Sorry, i should have pointed out that i'm actually on mariadb, maybe theres a problem with that, but to my understanding mariadb/mysql should be interchangeable.
We are using both in our development environment and didn't have any issues with that, until now apparently...

mysql --version:
mysql  
Ver 15.1 Distrib 10.4.12-MariaDB, for Linux (x86_64) using readline 5.1

And using the MySQL JDBC Connector Version 8.0.20.

What still seems pretty strange to me is that:
  • The timestamp on the database has actually millisecond precision (It's explicitly defined as such with TIMESTAMP(3) as datatype)
  • Querying the database directly via CLI returns the expected results. (Meaning: "SELECT id, updated_at from example where updated_at > '2020-05-13 09:25:00.520'" does NOT return the row with the timestamp of "2020-05-13 09:25:00.253" -> as you would expect)
  • I can confirm that Ebean actually works when passing the Timestamp as String to the greater-than method, BUT passing the exact same representation of the date as java.sql.Timestamp does not.
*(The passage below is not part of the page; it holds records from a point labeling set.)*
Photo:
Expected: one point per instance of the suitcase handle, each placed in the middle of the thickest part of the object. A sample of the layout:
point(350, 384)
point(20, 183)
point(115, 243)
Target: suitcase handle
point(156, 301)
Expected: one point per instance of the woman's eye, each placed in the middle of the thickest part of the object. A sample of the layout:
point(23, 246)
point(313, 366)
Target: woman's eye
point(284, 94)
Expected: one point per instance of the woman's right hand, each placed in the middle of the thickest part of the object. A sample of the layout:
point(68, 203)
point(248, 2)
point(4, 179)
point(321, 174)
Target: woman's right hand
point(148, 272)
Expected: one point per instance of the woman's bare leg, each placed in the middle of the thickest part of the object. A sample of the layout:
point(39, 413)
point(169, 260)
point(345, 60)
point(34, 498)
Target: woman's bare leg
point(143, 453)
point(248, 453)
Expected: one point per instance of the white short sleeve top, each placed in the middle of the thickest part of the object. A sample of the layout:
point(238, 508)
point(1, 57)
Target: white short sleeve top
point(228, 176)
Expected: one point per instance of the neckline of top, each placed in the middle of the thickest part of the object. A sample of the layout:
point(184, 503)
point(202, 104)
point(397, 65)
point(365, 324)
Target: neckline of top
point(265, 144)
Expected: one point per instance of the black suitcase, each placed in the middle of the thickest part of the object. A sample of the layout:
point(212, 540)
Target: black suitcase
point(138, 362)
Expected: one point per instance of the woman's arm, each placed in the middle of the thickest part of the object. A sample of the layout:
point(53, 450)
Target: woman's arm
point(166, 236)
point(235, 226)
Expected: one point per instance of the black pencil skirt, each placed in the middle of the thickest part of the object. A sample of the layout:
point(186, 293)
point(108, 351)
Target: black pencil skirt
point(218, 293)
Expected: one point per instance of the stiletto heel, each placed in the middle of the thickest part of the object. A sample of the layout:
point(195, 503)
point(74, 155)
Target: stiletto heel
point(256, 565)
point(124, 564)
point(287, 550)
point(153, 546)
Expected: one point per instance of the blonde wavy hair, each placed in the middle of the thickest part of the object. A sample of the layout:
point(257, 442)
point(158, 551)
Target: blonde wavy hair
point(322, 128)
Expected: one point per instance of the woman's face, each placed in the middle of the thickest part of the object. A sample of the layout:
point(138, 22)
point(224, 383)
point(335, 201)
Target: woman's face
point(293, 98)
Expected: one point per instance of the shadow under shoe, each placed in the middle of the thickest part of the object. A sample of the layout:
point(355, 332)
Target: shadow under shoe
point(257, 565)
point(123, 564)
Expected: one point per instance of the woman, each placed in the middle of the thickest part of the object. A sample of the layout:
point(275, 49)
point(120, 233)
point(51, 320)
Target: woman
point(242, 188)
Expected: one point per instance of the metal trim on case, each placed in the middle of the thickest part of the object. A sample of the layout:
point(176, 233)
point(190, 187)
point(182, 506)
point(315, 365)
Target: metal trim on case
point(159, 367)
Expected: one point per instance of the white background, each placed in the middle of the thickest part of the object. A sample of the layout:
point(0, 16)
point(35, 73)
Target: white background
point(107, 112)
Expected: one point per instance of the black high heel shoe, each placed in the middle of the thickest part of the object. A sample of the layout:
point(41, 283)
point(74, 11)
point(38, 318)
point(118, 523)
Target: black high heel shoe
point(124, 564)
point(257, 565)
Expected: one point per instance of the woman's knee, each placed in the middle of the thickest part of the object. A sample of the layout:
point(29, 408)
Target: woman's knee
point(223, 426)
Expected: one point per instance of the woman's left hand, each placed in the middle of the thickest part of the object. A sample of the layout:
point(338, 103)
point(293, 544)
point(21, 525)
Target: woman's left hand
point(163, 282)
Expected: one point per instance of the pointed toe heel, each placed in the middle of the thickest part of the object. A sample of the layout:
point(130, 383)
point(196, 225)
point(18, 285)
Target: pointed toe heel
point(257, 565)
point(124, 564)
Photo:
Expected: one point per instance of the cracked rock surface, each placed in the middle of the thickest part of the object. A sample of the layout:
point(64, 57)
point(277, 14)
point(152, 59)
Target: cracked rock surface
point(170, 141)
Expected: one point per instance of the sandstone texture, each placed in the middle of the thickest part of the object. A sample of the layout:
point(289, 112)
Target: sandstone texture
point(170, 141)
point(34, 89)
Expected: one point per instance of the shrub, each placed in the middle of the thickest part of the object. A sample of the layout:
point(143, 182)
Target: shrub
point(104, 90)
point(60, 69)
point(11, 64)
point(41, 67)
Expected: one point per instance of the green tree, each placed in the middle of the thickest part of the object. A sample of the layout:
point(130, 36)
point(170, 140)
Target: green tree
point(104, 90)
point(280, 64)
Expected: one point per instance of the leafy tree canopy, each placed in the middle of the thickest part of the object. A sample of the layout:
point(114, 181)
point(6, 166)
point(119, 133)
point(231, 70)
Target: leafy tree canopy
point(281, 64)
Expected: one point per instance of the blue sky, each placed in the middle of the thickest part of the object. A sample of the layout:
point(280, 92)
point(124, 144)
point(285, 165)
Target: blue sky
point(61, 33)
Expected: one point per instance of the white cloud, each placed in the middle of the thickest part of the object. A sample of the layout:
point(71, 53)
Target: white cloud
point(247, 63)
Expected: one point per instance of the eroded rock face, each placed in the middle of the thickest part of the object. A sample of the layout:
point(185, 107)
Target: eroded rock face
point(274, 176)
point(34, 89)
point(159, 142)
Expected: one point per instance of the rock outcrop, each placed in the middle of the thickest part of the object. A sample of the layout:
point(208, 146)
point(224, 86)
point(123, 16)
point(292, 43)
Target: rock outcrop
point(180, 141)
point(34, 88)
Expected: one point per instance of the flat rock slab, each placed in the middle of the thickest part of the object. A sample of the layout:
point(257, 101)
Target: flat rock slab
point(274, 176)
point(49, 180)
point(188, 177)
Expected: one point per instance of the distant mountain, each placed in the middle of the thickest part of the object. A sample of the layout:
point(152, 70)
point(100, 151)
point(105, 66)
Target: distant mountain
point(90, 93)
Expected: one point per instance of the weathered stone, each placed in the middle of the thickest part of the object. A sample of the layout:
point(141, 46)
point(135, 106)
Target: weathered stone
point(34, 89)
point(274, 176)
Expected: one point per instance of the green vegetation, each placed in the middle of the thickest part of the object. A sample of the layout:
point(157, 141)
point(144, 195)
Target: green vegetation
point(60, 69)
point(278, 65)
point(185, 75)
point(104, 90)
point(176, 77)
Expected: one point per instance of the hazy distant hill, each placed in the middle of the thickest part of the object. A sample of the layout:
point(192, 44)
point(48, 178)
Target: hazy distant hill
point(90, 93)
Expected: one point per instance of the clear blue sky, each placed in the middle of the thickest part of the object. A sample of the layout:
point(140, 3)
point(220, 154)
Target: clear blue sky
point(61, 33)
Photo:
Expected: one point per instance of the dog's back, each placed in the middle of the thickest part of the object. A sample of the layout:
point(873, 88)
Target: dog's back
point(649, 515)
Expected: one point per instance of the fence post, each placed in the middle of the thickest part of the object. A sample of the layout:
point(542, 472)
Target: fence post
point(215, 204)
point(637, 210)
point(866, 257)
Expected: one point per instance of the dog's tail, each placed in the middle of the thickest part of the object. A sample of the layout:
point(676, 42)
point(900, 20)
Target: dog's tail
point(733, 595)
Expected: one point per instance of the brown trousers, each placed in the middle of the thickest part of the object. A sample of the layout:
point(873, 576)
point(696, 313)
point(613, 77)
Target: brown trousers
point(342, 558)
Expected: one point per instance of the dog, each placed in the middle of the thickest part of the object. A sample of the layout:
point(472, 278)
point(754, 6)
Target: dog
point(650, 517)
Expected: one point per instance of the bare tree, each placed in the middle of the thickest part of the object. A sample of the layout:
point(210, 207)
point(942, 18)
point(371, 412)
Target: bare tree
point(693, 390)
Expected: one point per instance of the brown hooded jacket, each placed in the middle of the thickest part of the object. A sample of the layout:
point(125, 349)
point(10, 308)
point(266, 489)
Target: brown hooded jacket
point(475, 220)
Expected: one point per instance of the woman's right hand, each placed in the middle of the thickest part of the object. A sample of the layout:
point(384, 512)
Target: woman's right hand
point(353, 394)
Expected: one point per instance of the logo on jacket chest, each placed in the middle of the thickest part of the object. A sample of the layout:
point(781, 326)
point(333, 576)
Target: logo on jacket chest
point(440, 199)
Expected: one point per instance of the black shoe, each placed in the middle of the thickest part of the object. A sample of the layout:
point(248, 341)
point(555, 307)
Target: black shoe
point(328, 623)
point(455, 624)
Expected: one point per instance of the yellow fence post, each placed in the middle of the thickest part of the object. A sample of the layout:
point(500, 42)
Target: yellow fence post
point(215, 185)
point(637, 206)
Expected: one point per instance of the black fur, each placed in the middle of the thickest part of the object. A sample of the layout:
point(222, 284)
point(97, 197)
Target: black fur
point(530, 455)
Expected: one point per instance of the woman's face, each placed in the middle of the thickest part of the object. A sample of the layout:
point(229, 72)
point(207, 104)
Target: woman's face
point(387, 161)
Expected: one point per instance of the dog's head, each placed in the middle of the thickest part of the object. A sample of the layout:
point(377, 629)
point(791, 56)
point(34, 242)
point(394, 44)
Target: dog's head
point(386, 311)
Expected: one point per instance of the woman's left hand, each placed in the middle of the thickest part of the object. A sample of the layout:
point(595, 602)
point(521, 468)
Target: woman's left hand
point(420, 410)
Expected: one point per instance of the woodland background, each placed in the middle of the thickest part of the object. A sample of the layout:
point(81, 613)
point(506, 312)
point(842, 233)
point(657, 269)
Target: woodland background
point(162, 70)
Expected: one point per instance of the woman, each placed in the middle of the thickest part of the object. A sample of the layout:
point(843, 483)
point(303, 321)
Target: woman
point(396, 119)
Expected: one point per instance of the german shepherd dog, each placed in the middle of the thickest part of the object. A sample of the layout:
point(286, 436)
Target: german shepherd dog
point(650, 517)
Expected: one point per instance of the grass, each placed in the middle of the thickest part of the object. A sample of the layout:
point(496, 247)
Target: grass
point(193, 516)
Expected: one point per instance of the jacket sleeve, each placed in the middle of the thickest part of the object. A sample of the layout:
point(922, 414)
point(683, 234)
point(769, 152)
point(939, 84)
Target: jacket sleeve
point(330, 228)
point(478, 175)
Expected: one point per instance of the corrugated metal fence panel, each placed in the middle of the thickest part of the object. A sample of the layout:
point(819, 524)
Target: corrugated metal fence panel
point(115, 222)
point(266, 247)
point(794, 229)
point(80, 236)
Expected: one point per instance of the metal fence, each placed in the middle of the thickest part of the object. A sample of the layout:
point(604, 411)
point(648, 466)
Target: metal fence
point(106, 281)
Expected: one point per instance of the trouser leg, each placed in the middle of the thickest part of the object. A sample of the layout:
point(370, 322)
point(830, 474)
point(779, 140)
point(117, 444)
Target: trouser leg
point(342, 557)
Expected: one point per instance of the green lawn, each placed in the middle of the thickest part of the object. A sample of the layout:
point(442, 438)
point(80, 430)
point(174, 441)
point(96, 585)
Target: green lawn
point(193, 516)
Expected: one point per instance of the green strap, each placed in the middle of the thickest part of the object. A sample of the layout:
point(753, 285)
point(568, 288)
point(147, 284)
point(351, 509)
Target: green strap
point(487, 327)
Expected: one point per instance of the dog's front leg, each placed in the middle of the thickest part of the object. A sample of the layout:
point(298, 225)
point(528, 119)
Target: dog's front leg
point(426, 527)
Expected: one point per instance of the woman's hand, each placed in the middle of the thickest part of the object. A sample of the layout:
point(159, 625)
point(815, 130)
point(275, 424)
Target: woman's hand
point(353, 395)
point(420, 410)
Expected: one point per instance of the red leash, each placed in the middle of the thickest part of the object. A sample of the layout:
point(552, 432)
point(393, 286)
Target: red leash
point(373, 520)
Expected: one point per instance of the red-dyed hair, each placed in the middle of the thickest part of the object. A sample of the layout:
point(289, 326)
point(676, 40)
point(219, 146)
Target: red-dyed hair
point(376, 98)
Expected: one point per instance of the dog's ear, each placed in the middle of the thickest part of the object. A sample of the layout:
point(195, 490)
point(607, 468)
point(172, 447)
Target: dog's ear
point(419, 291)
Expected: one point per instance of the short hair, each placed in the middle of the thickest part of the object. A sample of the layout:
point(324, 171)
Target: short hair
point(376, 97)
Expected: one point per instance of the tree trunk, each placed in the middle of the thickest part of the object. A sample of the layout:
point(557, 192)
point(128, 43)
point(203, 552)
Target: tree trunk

// this works -> it DOES NOT return the row with an updated_at timestamp of "2020-05-13 09:25:00.253"
find.query().where().gt("updated_at", "2020-05-13 09:25:00.520").findList();

// this doesn't work -> 
it DOES return the row with an updated_at timestamp of "2020-05-13 09:25:00.253"
find.query().where().gt("updated_at", timestamp).findList(); // timestamp being the java.sql.Timestamp representation of the exact same timestamp as above (with millisecond precision)

I'll report back if I ever find out more about that, but our short term solution is to just pass the Timestamps as String to circumvent that issue.